You desire and you do not have – you kill and covet and yet you are not able to obtain. You quarrel and fight and yet you don’t have because you do not ask. You ask and yet you don’t receive because you ask badly, so that you can spend it on your desires. (James 4:2-3)
We seek the “will of God,” but we seek it badly when we ignore His commandments in the process. We are told to “seek first the Kingdom” and to “give thanks for all things.”

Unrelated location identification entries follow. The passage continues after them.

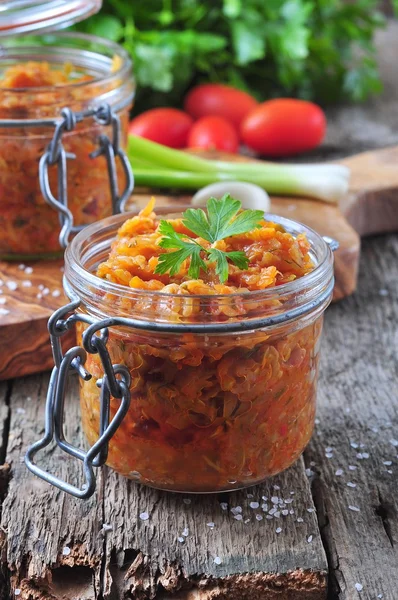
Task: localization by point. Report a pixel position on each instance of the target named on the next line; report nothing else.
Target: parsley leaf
(223, 220)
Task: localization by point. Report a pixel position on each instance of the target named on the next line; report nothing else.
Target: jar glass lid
(33, 16)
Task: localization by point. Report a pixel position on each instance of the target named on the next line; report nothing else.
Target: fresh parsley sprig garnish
(223, 220)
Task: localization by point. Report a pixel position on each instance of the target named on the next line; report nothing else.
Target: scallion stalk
(159, 166)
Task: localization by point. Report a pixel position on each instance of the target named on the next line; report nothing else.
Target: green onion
(155, 165)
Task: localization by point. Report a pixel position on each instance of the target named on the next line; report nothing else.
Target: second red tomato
(213, 133)
(167, 126)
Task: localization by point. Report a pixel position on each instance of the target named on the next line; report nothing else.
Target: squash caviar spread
(37, 90)
(208, 412)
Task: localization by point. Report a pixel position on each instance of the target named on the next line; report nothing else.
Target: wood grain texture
(131, 558)
(358, 418)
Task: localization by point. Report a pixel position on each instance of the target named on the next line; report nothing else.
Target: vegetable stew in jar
(217, 318)
(38, 78)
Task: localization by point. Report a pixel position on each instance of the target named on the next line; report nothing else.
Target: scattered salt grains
(238, 517)
(236, 510)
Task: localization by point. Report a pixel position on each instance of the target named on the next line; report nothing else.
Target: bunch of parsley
(314, 49)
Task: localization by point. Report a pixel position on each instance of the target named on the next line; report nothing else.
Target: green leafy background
(314, 49)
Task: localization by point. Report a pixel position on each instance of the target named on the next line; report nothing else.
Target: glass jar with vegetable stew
(215, 347)
(39, 76)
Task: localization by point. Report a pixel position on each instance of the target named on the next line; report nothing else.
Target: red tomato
(219, 100)
(283, 127)
(167, 126)
(213, 133)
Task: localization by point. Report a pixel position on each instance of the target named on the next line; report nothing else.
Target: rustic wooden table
(335, 529)
(328, 527)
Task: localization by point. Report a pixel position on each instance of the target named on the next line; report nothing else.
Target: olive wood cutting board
(370, 207)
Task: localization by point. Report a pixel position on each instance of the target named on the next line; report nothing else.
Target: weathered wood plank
(358, 413)
(46, 532)
(145, 559)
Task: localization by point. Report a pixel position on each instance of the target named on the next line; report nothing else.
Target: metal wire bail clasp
(115, 382)
(55, 154)
(112, 151)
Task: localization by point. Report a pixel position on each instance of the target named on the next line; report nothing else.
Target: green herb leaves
(222, 220)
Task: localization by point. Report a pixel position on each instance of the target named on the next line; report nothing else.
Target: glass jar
(223, 388)
(99, 72)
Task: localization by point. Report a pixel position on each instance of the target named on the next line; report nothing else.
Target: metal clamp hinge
(56, 155)
(115, 382)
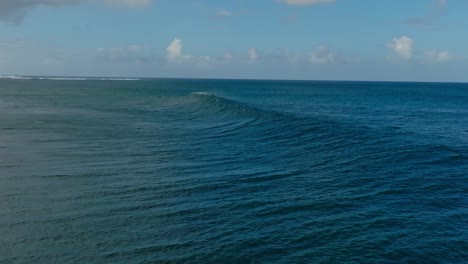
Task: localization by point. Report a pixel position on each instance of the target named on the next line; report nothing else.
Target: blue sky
(417, 40)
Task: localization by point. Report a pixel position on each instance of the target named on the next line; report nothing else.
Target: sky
(387, 40)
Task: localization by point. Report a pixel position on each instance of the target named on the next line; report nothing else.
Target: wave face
(186, 171)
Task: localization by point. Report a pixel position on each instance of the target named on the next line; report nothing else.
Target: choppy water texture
(204, 171)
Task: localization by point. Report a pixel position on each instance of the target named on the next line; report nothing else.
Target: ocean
(232, 171)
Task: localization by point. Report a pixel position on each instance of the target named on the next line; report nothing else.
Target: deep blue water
(218, 171)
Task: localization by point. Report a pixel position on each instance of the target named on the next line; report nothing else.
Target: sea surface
(232, 171)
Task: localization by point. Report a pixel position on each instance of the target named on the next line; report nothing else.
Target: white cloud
(133, 53)
(436, 56)
(130, 3)
(322, 55)
(402, 46)
(175, 53)
(15, 10)
(290, 56)
(306, 2)
(253, 55)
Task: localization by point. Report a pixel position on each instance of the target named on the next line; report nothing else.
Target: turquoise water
(219, 171)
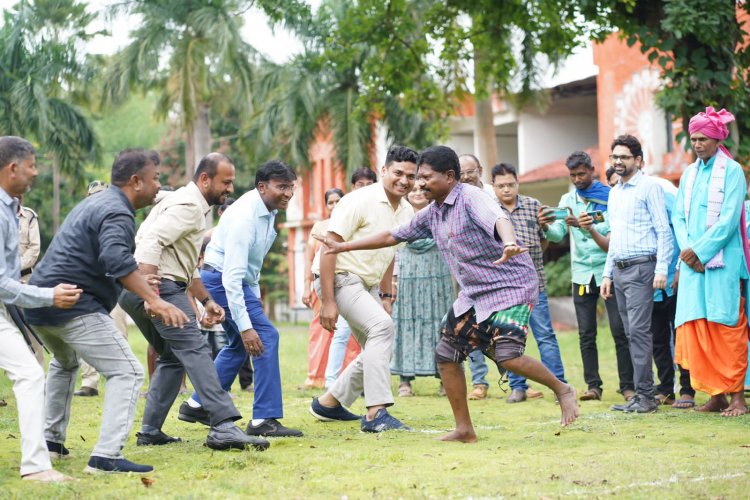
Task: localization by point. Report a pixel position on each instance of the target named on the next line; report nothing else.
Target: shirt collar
(262, 210)
(193, 189)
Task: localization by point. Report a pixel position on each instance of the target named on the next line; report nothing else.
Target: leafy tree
(40, 75)
(191, 53)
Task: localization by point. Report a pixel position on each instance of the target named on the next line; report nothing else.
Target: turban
(712, 124)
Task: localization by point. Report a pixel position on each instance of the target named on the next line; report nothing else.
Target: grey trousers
(94, 337)
(635, 301)
(374, 330)
(180, 350)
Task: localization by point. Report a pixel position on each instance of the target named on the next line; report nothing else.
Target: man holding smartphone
(588, 255)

Perhaps the most disordered version of the Christian faith is its reduction to the status of religion. Every culture in every place and time has had a religion. Cultures have sought the blessings of whatever deities they honored for fertility, prosperity, and happiness. They also sought blessings for the destruction of their enemies and many other things as well. What sets Christ apart from such culture servants? Christ did not come in order to compete for the underwriting of our culture’s success. He came to deliver us from the destruction of sin and unite us with His Divine Life.
It is certainly possible to know the will of God, just as it is possible to know God. But this is a very difficult thing at first and filled with problems. Fr. Zacharias of Essex writes that:
…discernment is necessary so as to refute every delusory suggestion, because the will of God in this world is manifested in the same relative outward forms in which the natural human will and the demonic will present themselves to the human mind.
The will of God does not belong to the world of cause and effect – it is not part of the material order. The Father “causelessly causes” all things that exist. That creation exists is manifestly true – but how it exists eludes us. Rational rules of contradiction and non-contradiction are of no use in exploring the will of God.
And so, we keep the commandments and give thanks always for all things. In this manner of life, within the community of the Church, we have a measure of safety (as all children need). And we grow, learning to discern our way forward. My own experience tells me that the more one grows, the less concern there is for choices and decisions. Whatever comes to hand becomes increasingly sufficient. If we have Christ, it is enough – and glory to God for all things!